Suppose your web service is experiencing a surge in traffic.

When the load increases beyond what your service can handle, it can lead to slow responses, timeouts, and ultimately crashes. Load shedding allows your service to selectively drop requests when the load is too high. A targeted approach can also be used, where only low-priority requests are dropped, preserving capacity for critical requests.

To effectively implement load shedding, you need to establish a mechanism to continuously monitor relevant control signals. Common control signals include:

  • Active Connections: The current number of connections being handled by your server.
  • Server Resources: The percentage of CPU resources being utilized or the memory in use.

Monitoring the number of active connections is simple, but the problem is that not all requests allocate the same amount of resources.

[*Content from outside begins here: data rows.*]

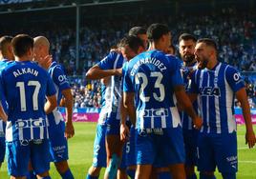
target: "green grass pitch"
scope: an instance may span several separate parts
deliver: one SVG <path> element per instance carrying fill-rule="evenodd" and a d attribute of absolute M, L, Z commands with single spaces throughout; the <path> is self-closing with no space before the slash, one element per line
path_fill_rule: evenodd
<path fill-rule="evenodd" d="M 75 123 L 75 135 L 69 140 L 69 165 L 75 179 L 85 179 L 88 169 L 92 164 L 93 145 L 96 132 L 96 123 Z M 256 126 L 254 126 L 254 131 Z M 238 127 L 238 179 L 256 179 L 256 148 L 248 149 L 245 144 L 245 126 Z M 100 178 L 103 178 L 101 171 Z M 53 179 L 60 179 L 54 166 L 51 165 L 50 170 Z M 222 176 L 217 172 L 217 178 Z M 0 169 L 0 179 L 10 178 L 7 174 L 6 161 Z"/>

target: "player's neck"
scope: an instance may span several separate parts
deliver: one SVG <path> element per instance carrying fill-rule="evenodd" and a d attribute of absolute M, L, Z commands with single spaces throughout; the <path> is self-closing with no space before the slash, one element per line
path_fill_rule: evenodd
<path fill-rule="evenodd" d="M 151 50 L 158 50 L 164 51 L 165 48 L 160 43 L 152 43 Z"/>
<path fill-rule="evenodd" d="M 196 59 L 192 60 L 191 62 L 185 62 L 184 61 L 184 66 L 185 67 L 192 67 L 192 66 L 195 65 L 196 62 L 197 62 Z"/>
<path fill-rule="evenodd" d="M 207 68 L 208 70 L 213 70 L 213 69 L 216 67 L 217 64 L 218 64 L 218 61 L 217 61 L 217 60 L 210 60 L 210 61 L 208 62 L 206 68 Z"/>
<path fill-rule="evenodd" d="M 25 62 L 25 61 L 31 61 L 31 59 L 28 56 L 22 56 L 22 57 L 15 56 L 15 61 Z"/>

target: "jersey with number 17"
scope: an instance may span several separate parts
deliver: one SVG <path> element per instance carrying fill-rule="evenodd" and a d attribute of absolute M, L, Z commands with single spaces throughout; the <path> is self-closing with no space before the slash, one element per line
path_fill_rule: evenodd
<path fill-rule="evenodd" d="M 174 88 L 182 86 L 180 62 L 160 50 L 139 54 L 123 67 L 123 90 L 135 92 L 136 129 L 165 129 L 181 125 Z"/>
<path fill-rule="evenodd" d="M 48 138 L 45 96 L 55 94 L 48 72 L 31 61 L 13 62 L 3 70 L 0 79 L 9 106 L 6 140 Z"/>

It makes sense to monitor the load in production and determine a threshold, provided the load profile is expected to remain stable in the short term.

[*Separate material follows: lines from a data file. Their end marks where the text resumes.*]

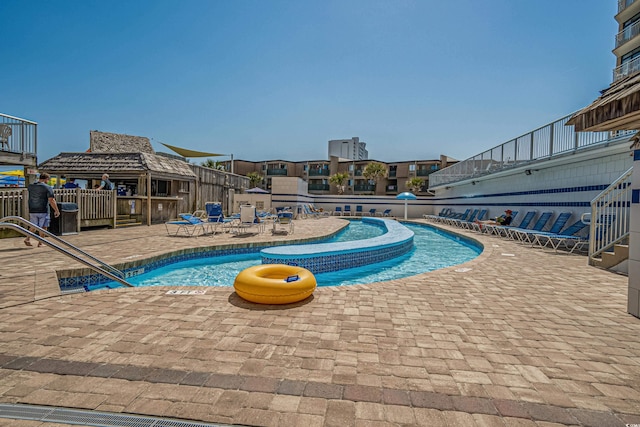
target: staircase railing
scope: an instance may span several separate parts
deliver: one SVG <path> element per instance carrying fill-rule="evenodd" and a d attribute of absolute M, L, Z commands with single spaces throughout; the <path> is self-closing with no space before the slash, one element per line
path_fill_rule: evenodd
<path fill-rule="evenodd" d="M 21 224 L 24 224 L 25 227 L 19 225 L 19 224 L 14 224 L 12 222 L 8 222 L 8 221 L 17 221 Z M 26 227 L 36 230 L 38 233 L 33 233 L 32 231 L 28 230 Z M 4 218 L 0 219 L 0 228 L 9 228 L 12 230 L 17 231 L 18 233 L 25 235 L 25 236 L 29 236 L 39 242 L 43 242 L 46 243 L 47 246 L 55 249 L 56 251 L 70 257 L 73 258 L 74 260 L 86 265 L 87 267 L 89 267 L 90 269 L 96 271 L 97 273 L 102 274 L 103 276 L 108 277 L 111 280 L 114 280 L 116 282 L 119 282 L 125 286 L 128 287 L 133 287 L 133 285 L 129 282 L 127 282 L 126 280 L 124 280 L 124 273 L 122 273 L 122 271 L 118 270 L 115 267 L 112 267 L 111 265 L 105 263 L 104 261 L 99 260 L 98 258 L 94 257 L 91 254 L 88 254 L 87 252 L 83 251 L 82 249 L 72 245 L 71 243 L 59 238 L 58 236 L 56 236 L 55 234 L 50 233 L 49 231 L 45 230 L 44 228 L 40 228 L 37 225 L 34 225 L 32 223 L 30 223 L 29 221 L 27 221 L 26 219 L 19 217 L 19 216 L 7 216 Z M 41 237 L 42 235 L 45 235 L 49 238 L 49 240 Z M 89 261 L 90 260 L 90 261 Z M 93 263 L 91 262 L 93 261 Z"/>
<path fill-rule="evenodd" d="M 629 237 L 633 167 L 591 201 L 589 264 Z"/>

Dynamic monitoring of server resources is useful when requests of unequal loads have similar probabilities of being triggered.

More on Prioritization

The criteria for dropping requests can differ. Sometimes, users with premium access should have their requests prioritized in critical situations, such as during high load. If all users are equal, we can prioritize some requests that require fewer resources but have higher strategic value.

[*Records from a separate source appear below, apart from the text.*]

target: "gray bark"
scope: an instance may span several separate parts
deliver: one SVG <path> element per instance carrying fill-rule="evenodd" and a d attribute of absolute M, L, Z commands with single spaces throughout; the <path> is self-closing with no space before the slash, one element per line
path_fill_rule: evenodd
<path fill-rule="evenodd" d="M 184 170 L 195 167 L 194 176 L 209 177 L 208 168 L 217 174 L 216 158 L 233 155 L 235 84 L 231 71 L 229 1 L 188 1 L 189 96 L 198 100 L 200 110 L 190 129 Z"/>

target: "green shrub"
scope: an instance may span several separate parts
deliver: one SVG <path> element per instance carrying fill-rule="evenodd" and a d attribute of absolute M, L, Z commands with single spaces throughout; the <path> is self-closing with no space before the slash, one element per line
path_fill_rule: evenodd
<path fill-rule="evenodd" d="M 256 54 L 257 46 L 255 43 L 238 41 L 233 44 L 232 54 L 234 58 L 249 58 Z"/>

Implementation Link to heading

Load shedding is typically implemented as middleware, allowing you to intercept incoming requests and either accept or reject them.

The LoadSheddingMiddleware function creates a middleware that drops requests based on active connection thresholds.

import (
	"fmt"
	"net/http"
	"sync/atomic"
)

func LoadSheddingMiddleware(maxActiveConnections int64) func(http.Handler) http.Handler {
	var activeConnections int64

	return func(next http.Handler) http.Handler {
		return http.HandlerFunc(func(w http.ResponseWriter, r *http.Request) {
			currentConnections := atomic.LoadInt64(&activeConnections)
			if currentConnections >= maxActiveConnections {
				http.Error(w, "Service Unavailable - Load Shedding in Effect", http.StatusServiceUnavailable)
				return
			}

			// Increment active connections
			atomic.AddInt64(&activeConnections, 1)
			defer atomic.AddInt64(&activeConnections, -1)

			next.ServeHTTP(w, r)
		})
	}
}

Instead of rejecting the request entirely, we could suggest to the user to retry later, or provide a partial result rather than a full response. This falls under the umbrella of graceful degradation, which we will discuss another time.